I think I’m a genius…. I just solved a rubiks cube so fast!
It only took me 5 minutes and 25 seconds to peel off all the stickers.
Nothing more awkward than not calling a girl back after a one night stand and then running into her at your family reunion.
You know you’ve outstayed your welcome when a British person asks “what time’s your train?”
I never have road rage, but if you have crooked bumper stickers, it’s on.
[at symphony concert]
*marimba part begins*
Me: *takes out iPhone* Hello?
I took a test to see if I have multiple personalities. I scored 100%, 92%, and 88%.
Doc: “Your arm is broken.
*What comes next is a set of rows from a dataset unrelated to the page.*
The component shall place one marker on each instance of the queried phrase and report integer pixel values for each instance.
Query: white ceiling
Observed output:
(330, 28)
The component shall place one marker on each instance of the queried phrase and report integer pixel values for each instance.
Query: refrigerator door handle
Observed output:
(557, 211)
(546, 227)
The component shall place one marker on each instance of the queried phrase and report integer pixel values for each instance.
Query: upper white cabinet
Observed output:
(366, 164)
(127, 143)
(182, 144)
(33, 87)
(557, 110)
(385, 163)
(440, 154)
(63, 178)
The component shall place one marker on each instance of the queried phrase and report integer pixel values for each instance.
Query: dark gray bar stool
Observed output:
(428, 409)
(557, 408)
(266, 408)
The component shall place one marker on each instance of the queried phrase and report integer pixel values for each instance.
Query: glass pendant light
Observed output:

I’ll put you in a cast for a while and it’ll recover.”
Me: “Ok, but I don’t get how being in a movie will help.”
Doing some research on the Fresh Prince of Belair. Does anybody know where he was born and raised and where he spent most of his days?
I hate people who get paid to write toddler’s books.
They put together like 20 words and then find something else to draw the pictures.
My husband just solved a puzzle on Wheel of Fortune with only 2 letters turned on the board and he leaned over to high five me.
If anyone wants to high five him back, he’s still waiting.
my boss, the chef: you can’t beat eggs for breakfast
me, making an omelette: what
I was going to fake my own death but I didn’t want to have to start a new Twitter account from scratch.
My girlfriend told me she needed a hip replacement. So I found a vegan yoga instructor that let’s me do whatever I want.
[wife comes home from work]
“why havent you done any of the things i asked you to”
[the dog walks past dressed as a policeman]
ive been busy
My 10 y/o daughter informed me that “everyone knows” you can’t wear your picture day outfit again the rest of the year, like it’s some kind of 5th grade wedding dress.
*forgetting the name for christmas decorations*
please pass me the tree earrings
Why is it, once you pick up a flyswatter, the little buggers never land
ME: my son ran away
COP: we won’t rest until we find him
ME: [swiping LEGO aside with both feet] no rush
[ER visits, by age]
Doctor: How did this happen?
Me at 24: I was trying to dunk a basketball.
Me now: I was reaching for my glasses.
My Transformers name would be Past Her Prime.
Seeing Keira Knightley outside of a period piece is like running into a teacher outside of school.
Dear Ninja Turtles,
Why are you wearing masks? There are no other giant, mutated turtles. No one’s gonna mistake a different turtle for you.